Hassie Gaugau of Oklahoma
Apr. 19, 2011 at 10:49 AM
Thank you Hassie. At last someone, who speaks out!
diana of london
Apr. 19, 2011 at 05:43 PM
Very accurate account of what happened during the storm. I was there.
David of Virginia
Jun. 9, 2011 at 03:46 PM
Yeah right, keep trying to hinder progress you luddite, William. France get’s 78% percent of its power from nuclear plants, while selling 18% of that to neighboring countries and it has the cheapest energy cost of all of Europe. In addition their carbon emissions are 1/10 of the UK and Germany. Nuclear power is the future, and the most prudent source of energy now and tomorrow
strong force of Virginia
Jun. 18, 2011 at 03:19 AM
Nuclear power is the only carbon-cool way of powering the needs of the enormous number of people on the planet right now and their enormous energy “needs.“ There’s the key - too many people, too much energy.
The standard reactor configuration used right now is not safe. It requires power and people to keep it from becoming a disaster. If the combination of effective sea level rise (actual sea level rise and land subsidence - very significant in the Hampton Roads area) and increased weather intensity and frequency (look at the pattern emerging) causes significant storm surge inundation, what are the chances that a submerged nuclear power station will operate its fail-safe measures adequately? Surry is just another time bomb. If we are going to continue looking at nuclear, two things are going to happen or have to happen:
1) We are going to have to ignore the fact that we are reaching a critical mass of people on the planet, regardless of how clean our energy is.

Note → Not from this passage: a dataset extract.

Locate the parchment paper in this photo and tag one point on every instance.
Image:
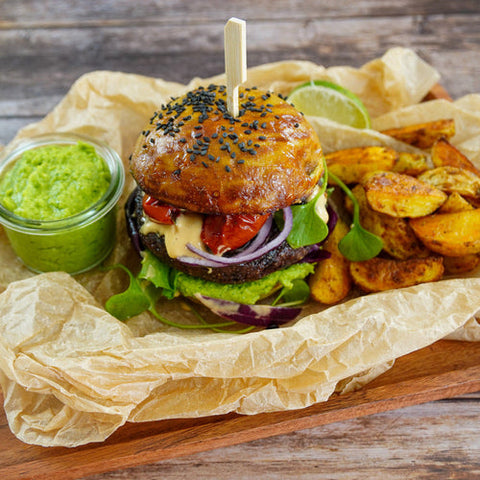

2) We are going to have to start using passive fail-safe designs such as the pebble bed reactor or other configurations, and switching to shorter half-life fuel sources like thorium.
I’m studying the potential effects of climate change on the Hampton Roads area (specifically as it relates to transportation, but it applies across the board), and my report (which will likely be 50+ pages) can be summarized this way:
Hampton Roads is f***ed.
Sorry for all the parenthetical notation. I know it’s hard to follow sometimes.
Also, KEEP THE BAN on Uranium mining in VA.